TSMC Aktie: 17,5 Prozent Umsatzplus im April

Taiwan Semiconductor Manufacturing Co. steigert April-Umsatz um 17,5 Prozent. KI-Chips und moderne Fertigung treiben das Geschäft des Chipauftragsfertigers an.

Die Kernpunkte:
  • April-Umsatz steigt um 17,5 Prozent
  • KI-Chips als wichtigster Wachstumstreiber
  • Bruttomarge von über 66 Prozent
  • Aktie mit 28 Prozent Kursgewinn seit Jahresstart

Der Hunger nach KI-Chips reißt nicht ab. Taiwan Semiconductor Manufacturing Co. (TSMC) liefert dafür die passenden Zahlen. Im April stieg der Umsatz des weltgrößten Auftragsfertigers im Jahresvergleich um 17,5 Prozent. Die Erlöse kletterten auf umgerechnet rund 13 Milliarden US-Dollar.

Seit Jahresbeginn erwirtschaftete der Konzern knapp 1,5 Billionen Neue Taiwan-Dollar. Das entspricht einem Plus von fast 30 Prozent gegenüber dem Vorjahr. Ein minimaler Rückgang zum Vormonat ändert daran wenig. Analysten machen dafür Währungseffekte verantwortlich.

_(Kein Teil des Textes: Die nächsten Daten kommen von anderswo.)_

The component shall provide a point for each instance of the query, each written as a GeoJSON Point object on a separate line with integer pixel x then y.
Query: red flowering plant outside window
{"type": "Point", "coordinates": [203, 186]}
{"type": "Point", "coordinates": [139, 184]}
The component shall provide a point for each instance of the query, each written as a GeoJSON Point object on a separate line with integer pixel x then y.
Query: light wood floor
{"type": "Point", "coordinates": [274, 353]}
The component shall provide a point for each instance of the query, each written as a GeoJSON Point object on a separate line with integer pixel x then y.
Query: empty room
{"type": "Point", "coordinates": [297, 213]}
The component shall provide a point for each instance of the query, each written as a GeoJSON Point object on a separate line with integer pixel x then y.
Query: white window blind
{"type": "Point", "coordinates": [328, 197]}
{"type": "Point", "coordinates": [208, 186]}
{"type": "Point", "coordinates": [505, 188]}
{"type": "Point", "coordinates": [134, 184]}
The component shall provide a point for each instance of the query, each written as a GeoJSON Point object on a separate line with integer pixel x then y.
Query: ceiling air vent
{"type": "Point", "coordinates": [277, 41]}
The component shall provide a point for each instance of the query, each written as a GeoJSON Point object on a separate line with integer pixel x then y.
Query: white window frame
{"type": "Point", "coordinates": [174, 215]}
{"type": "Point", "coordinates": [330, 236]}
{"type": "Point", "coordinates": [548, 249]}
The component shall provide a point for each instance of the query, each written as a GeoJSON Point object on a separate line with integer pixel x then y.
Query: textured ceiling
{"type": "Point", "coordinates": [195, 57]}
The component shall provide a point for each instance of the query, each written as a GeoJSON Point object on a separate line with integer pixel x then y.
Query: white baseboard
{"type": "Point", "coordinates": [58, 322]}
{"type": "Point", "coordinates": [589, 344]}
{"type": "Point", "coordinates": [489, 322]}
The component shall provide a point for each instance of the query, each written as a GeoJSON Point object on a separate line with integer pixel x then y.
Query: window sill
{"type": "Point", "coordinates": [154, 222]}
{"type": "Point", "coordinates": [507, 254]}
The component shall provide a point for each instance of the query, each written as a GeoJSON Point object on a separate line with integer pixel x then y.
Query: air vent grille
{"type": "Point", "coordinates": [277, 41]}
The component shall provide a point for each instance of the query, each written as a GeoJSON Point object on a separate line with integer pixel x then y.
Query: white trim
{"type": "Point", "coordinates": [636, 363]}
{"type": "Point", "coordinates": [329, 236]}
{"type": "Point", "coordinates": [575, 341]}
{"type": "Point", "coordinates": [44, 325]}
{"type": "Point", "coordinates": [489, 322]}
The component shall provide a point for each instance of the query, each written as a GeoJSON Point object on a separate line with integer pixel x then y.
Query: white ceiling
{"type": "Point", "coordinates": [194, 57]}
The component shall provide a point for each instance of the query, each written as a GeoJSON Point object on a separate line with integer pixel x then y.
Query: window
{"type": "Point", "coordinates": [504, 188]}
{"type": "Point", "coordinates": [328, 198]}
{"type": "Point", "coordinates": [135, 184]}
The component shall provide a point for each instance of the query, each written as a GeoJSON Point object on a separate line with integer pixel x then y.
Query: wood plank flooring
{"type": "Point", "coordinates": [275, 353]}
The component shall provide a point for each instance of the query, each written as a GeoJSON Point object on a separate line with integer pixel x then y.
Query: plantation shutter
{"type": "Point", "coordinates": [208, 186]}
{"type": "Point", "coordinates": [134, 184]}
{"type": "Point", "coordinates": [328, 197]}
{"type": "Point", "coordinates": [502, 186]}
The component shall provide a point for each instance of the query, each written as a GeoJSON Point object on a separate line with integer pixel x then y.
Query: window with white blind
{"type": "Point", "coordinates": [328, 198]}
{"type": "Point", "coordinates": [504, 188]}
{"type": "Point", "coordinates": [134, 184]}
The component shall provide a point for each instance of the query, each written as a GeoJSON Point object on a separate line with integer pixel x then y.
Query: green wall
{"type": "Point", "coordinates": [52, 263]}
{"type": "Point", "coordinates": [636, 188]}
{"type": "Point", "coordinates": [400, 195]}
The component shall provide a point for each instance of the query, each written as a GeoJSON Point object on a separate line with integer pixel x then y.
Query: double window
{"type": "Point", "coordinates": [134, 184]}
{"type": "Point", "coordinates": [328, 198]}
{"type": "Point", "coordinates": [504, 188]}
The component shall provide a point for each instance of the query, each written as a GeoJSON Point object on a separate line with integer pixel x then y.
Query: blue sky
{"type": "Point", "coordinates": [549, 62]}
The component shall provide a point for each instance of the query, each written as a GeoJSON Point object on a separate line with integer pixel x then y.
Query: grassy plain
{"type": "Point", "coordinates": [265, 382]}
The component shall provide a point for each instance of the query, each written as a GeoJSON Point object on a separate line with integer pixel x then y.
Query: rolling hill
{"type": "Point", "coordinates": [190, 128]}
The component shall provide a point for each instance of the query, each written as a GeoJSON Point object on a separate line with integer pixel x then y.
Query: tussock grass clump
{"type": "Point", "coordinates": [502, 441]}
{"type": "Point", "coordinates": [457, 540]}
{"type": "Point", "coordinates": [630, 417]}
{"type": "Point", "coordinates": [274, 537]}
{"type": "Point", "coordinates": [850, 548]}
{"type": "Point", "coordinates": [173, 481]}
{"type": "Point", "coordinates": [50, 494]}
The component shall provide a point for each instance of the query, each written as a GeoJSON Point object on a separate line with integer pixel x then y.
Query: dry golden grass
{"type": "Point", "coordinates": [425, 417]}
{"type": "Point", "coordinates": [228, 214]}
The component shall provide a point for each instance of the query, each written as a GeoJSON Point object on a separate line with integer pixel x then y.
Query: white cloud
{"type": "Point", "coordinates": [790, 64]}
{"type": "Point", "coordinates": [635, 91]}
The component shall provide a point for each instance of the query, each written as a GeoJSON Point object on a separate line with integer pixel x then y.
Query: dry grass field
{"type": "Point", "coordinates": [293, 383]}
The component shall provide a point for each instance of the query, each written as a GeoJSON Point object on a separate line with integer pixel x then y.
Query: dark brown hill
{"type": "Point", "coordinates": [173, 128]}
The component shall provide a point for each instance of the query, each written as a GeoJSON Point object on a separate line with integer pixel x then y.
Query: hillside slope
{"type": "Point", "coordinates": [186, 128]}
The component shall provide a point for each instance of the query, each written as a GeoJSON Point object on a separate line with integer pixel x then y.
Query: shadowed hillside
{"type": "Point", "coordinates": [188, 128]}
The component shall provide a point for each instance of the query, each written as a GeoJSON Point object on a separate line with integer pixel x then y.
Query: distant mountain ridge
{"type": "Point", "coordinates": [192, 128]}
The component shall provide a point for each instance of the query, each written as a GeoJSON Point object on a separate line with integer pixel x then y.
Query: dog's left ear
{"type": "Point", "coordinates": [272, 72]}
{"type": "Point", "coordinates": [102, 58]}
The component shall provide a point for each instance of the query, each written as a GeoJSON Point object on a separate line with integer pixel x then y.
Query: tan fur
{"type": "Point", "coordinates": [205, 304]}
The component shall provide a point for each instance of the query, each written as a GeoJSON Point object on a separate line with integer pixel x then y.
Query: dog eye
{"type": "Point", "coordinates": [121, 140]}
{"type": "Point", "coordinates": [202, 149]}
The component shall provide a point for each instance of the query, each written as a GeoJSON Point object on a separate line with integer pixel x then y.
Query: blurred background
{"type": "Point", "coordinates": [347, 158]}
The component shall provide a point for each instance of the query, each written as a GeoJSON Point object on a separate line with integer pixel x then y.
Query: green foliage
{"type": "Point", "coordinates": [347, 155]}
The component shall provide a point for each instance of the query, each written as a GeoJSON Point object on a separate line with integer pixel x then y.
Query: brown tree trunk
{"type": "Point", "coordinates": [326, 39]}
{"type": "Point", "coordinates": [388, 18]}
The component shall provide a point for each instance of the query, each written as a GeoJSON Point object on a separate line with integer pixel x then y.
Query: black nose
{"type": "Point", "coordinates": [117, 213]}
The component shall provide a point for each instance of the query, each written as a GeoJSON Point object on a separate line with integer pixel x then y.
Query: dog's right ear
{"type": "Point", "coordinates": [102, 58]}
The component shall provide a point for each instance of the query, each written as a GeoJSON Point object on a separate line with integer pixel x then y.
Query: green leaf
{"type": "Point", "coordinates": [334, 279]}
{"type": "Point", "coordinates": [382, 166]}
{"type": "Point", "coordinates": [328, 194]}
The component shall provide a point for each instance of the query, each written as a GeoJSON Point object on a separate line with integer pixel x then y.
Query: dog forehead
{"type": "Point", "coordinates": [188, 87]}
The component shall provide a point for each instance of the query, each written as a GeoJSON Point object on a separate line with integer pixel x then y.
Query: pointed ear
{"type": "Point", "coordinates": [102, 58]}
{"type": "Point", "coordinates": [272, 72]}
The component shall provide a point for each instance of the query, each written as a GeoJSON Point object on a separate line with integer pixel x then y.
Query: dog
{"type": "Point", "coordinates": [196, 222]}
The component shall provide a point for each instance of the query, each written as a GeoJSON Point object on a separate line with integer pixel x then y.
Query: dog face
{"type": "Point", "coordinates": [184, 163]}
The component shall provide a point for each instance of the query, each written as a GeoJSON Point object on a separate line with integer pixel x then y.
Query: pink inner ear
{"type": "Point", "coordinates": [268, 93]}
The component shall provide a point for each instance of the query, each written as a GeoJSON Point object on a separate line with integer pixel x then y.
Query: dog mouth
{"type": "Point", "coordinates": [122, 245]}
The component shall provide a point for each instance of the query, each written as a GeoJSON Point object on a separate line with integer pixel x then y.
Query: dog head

KI-Chips treiben das Geschäft

Der wichtigste Wachstumstreiber bleibt das High-Performance Computing (HPC). Dieser Bereich umfasst Bauteile für KI-Beschleuniger und Server-Prozessoren. Bereits im ersten Quartal machte diese Sparte 61 Prozent des Gesamtumsatzes aus.

Die starke Nachfrage schlägt sich direkt im Gewinn nieder. Im Auftaktquartal sprang der Nettogewinn um 58 Prozent nach oben. Parallel dazu meldete Großkunde AMD kürzlich ein Umsatzwachstum von 38 Prozent. Das lastet die Fabriken von TSMC als exklusivem Fertigungspartner weiter aus.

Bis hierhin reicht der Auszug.